Das Resort liegt etwas mehr als 1,6 km westlich der Interstate 15 an der Flamingo Road und verfügt über ein 94.840 Quadratmeter großes Casino, mehrere Restaurants, Tagungsräume, ein Theater mit 2.500 Sitzplätzen, einen Pool und ein Spa. Red Rock hat das Anwesen für 690 Mio. USD aufwändig renoviert und im April 2019 feierlich wiedereröffnet.

Indigene Stämme expandieren nach Las Vegas

Von Stämmen betriebenes Glücksspiel ist in den USA zu einem riesigen Geschäft geworden und erreichte 2019 fast 35 Milliarden USD, bevor die Pandemie das Reisen einschränkte.

Es gibt rund 245 Stämme, die Casinos in 29 Bundesstaaten betreiben. Und obwohl Stämme seit langem über ihre traditionellen Reservate hinaus expandieren, haben sie sich erst kürzlich in Las Vegas etabliert.

Der Gaming-Analyst Chris Grove sagte, er erwarte, dass sich der Strip und die umliegenden Gebiete in naher Zukunft „entkonsolidieren“ und Tribal Gaming zu einem wesentlichen Bestandteil von Las Vegas werde.

San Manuel betreibt bereits das San Manuel Casino in Highland, Kalifornien, etwa 70 Meilen östlich von Los Angeles. Das Hotel ist seit 35 Jahren geöffnet und derzeit laufen in seinem Casino und Hotel Erweiterungsarbeiten. Der am Dienstag angekündigte Palms-Kauf soll noch in diesem Jahr abgeschlossen werden, sagten Vertreter des Stammes.

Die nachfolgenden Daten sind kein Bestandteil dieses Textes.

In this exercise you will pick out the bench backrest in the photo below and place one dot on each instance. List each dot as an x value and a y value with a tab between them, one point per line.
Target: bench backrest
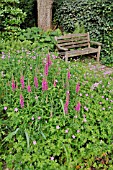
73	40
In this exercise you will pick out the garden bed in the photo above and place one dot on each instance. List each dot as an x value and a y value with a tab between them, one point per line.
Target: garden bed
55	115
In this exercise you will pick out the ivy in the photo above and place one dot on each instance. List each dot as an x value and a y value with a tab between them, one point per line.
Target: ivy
96	16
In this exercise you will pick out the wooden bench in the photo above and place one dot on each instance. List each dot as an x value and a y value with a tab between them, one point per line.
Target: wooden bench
72	45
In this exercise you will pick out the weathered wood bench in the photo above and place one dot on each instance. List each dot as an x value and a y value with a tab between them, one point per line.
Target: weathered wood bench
72	45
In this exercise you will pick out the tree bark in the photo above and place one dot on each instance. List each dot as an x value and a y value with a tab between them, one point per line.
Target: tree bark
44	14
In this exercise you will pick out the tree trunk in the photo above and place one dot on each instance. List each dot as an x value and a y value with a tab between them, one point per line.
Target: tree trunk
44	14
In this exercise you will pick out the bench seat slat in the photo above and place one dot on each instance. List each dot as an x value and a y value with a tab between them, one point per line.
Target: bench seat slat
72	35
75	46
72	40
81	52
73	43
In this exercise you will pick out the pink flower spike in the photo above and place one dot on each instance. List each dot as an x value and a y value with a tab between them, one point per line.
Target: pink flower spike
55	83
66	131
73	136
16	109
46	69
5	107
44	85
78	131
34	142
77	108
22	82
77	88
21	101
13	85
57	127
68	75
39	117
32	118
49	60
52	158
66	107
29	88
36	82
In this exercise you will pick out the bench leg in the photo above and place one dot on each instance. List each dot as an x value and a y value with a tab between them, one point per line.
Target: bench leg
98	53
66	57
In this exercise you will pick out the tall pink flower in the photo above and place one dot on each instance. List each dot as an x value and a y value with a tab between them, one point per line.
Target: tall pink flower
36	82
77	88
46	69
49	60
21	101
77	108
22	82
44	85
67	102
55	83
66	107
13	85
68	75
29	88
67	96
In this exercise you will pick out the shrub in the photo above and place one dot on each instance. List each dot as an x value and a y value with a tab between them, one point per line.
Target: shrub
54	115
96	16
11	16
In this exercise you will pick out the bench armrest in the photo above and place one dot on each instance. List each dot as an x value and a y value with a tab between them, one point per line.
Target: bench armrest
61	48
96	43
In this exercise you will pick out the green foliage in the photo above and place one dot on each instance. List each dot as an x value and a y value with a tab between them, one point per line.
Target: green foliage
30	8
10	16
96	16
30	38
41	135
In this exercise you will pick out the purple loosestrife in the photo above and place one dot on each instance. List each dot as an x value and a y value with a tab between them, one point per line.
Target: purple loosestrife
46	69
21	101
13	85
77	108
44	85
36	82
22	81
29	88
77	88
49	60
68	75
67	102
55	83
66	107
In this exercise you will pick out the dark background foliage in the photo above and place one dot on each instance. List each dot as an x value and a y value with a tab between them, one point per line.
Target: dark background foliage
96	16
30	8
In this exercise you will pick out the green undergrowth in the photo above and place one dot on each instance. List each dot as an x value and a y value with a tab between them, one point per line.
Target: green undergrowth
36	130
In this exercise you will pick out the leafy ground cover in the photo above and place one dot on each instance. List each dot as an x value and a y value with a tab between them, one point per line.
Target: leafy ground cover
54	115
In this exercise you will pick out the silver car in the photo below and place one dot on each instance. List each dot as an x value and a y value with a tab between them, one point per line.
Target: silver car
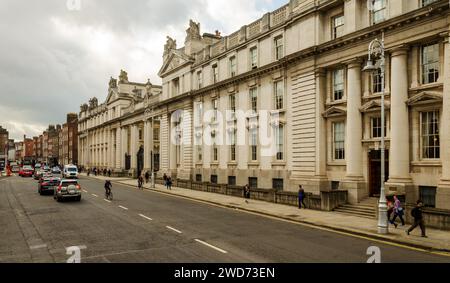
67	189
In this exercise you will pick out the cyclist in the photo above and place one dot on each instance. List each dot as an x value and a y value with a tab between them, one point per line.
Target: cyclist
108	187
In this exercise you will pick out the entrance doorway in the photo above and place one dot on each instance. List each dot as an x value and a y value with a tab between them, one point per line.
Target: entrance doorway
375	172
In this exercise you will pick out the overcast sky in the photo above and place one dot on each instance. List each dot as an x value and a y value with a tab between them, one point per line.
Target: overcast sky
54	56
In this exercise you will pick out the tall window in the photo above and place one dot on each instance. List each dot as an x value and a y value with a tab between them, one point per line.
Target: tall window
339	140
233	66
338	84
430	135
215	73
199	152
430	63
199	115
254	145
215	105
376	127
338	26
233	145
279	95
279	47
378	11
199	79
279	132
232	101
254	99
377	86
254	57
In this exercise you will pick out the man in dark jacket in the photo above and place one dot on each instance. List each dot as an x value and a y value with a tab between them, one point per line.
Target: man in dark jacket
418	219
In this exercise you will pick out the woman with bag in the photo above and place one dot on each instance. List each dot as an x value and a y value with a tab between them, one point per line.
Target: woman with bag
398	212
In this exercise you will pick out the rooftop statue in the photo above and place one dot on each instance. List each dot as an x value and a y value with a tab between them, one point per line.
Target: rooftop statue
112	83
193	32
170	45
123	78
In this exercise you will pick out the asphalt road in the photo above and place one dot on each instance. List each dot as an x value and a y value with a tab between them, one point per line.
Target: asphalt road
143	226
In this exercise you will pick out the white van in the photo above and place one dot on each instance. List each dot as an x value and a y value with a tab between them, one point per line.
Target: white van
70	171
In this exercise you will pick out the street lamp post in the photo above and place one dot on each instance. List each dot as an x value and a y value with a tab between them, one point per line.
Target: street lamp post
377	50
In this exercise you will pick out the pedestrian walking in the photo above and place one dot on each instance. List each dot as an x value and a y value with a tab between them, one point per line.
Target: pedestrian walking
301	197
246	193
147	177
390	209
398	212
418	219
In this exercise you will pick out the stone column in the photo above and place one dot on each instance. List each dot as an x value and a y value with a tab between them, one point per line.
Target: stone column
354	180
321	132
147	147
124	147
133	147
443	191
118	149
399	153
172	147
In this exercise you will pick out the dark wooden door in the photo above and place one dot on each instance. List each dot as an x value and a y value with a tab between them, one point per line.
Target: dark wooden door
375	172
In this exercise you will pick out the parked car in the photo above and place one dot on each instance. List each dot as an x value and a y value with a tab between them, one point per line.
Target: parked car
56	170
38	174
26	171
70	171
67	189
47	185
15	168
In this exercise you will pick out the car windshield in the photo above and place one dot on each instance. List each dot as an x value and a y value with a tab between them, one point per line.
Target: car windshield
68	183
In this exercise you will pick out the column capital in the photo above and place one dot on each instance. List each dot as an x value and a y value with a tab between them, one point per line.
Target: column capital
354	63
400	50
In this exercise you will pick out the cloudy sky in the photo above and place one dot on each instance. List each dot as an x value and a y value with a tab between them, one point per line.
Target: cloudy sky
54	56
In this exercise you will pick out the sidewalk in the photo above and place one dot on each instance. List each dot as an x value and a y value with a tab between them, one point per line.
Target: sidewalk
438	241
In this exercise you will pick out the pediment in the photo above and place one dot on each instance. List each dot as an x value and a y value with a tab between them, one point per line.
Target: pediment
425	97
335	111
374	105
112	96
175	60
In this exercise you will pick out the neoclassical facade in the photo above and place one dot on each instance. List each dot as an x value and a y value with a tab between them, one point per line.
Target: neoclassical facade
119	135
297	73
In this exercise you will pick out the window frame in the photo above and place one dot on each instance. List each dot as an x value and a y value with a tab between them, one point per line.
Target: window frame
342	152
423	147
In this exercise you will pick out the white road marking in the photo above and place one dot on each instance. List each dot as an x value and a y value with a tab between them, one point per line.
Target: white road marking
143	216
37	247
211	246
173	229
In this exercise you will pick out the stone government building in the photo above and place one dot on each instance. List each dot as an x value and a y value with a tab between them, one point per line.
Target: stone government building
302	63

Für die San Manuel verwirkliche der Kauf das jahrelange Ziel, über ihr Flaggschiff San Manuel Casino hinaus in die Gaming-Szene von Las Vegas zu expandieren und ihre wirtschaftlichen Ressourcen zu diversifizieren, erklärte Laurens Vosloo, Chief Executive Officer von San Manuel, in einem Interview mit dem Las Vegas Review-Journal.

Latisha Casas, Vorsitzende der San Manuel Gaming and Hospitality Authority, fügte hinzu:

Das Palms ist ein gut gestaltetes Anwesen, das von Red Rock Resorts wunderschön saniert und gepflegt wurde. Unser Vorstand ist der Ansicht, dass das Palms ein Casino-Resort ist, das viele der treuen Gäste des San Manuel Casino genießen würden. Wir freuen uns, diese Transaktion voranzutreiben.

Red Rock hatte keine Verkaufsabsichten

Während des landesweiten Lockdowns wurde auch das Palms Resort im März 2020 geschlossen. Im Februar dieses Jahres teilte der Präsident von Station Casinos, Frank Fertitta III, den Investoren mit, dass das Palms wiedereröffnet werde, sobald der touristische Kundenstamm zurückkehre.

Noch vor einem Jahr lehnten die Gebrüder Fertitta die Idee ab, das Palms zum Verkauf anzubieten. Doch die Pandemie habe das Unternehmen veranlasst, seine Geschäftsstrategien zu überdenken. Am Dienstag sagte Lorenzo Fertitta, die Dinge „liefen im Palms vielleicht nicht genau wie geplant“.